Having worked out an action plan together, the person and the link worker can measure progress using the scale of a systematised well-being tool, which encourages continuous learning and improvement. This data can be seen by the GP, who can review a person’s situation at a glance, both in terms of the social determinants of their health and their medical indicators. And the delivery is then able to track what happens next. It tracks validated progress milestones (cf. chapter 9) and undertakes a deep exploration of patients’ experiences (cf. chapter 10). However, it also measured appointments taken by GPs across the region, and securely compared data on hospital spend by condition over the next 7 years with the local NHS Clinical Commissioning Group – to build a broad, rich picture of the longer-term impact.

Dramatically improved outcomes

So far, over 6,500 patients have engaged with the service. Ways to Wellness cohort costs per head were 27 per cent lower than comparable areas, and 14 per cent of GPs’ time had been released to treat other people. “These outcomes represent a dramatic shift for the west end of Newcastle-upon-Tyne, which includes some of the most deprived areas in England,” says Professor Drinkwater. “It shows the importance of exploring with people many dimensions of their lives. By measuring the progress they make – and sharing the learning at all levels – we can support people more effectively as they try to make further advances in managing their lives.”

Or as a Ways to Wellness client puts it: “I do believe that knowing the Ways to Wellness team is like winning a lottery ticket in life.”

It is also possible to use these data science techniques to understand impact outside of the health system. For example, projects have been able share anonymised data with HMRC (cf. chapter 3) to understand people’s earnings evolution during the years after interacting with a specific service – which not only eliminates burdensome data collection but crucially provides better data than simply checking whether someone found a job or not. Projects can see whether they helped people into good-quality jobs, and armed them with the tools to progress further once they were back on the employment ladder. Conversely, if people face difficulties, sensitive data sharing with other government agencies (like the Jobcentre, or probation services) can prevent temporary difficulties from irrevocably undoing the progress made to date (cf. chapter 8).

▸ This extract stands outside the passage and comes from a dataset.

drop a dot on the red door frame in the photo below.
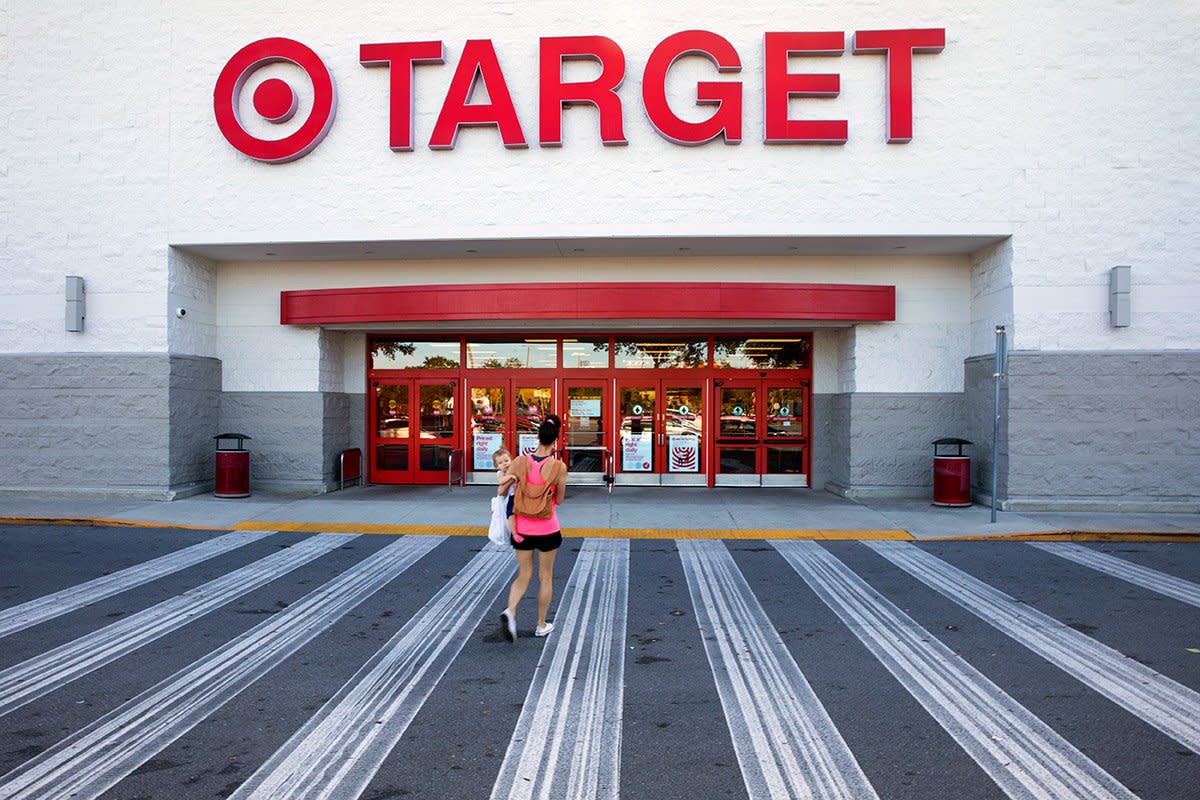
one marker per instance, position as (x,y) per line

Both the Office for National Statistics and the UK Data Service have invested heavily into ‘secure environments’ where sensitive data can be housed. Accredited researchers are able to access and link data from a huge array of sources across government. The ‘5 safes’ approach ensures that individuals remain completely protected from possible identification, and all data privacy legislation is fully respected; while for the first time giving researchers the ability to bring together a complete picture of what is happening to a cohort of people over time.

These sophisticated approaches are now being expanded into an even more ambitious collaboration across public services: Spring, a service in Northamptonshire that builds on the successes of Ways to Wellness and Thrive North East Lincolnshire (cf. chapter 7). For the first time anywhere in the country, the local councils, public health services, NHS bodies and central government have come together to jointly commission a service to help people across the region to manage their health and wellbeing, before their conditions worsen. Instead of the tragic (and expensive) amputations required for late-stage diabetes, Northamptonshire is successfully helping people to mitigate and even reverse the condition in its early stages. Instead of seeing people slide into unemployment, and costly mental health treatment, the county is helping people like Theresa to treat loneliness and depression earlier, before it becomes permanent. Life-changing preventative support is offered, and the consortium of government agencies monitors the resultant cost savings and reduction in pressure on other services as they happen.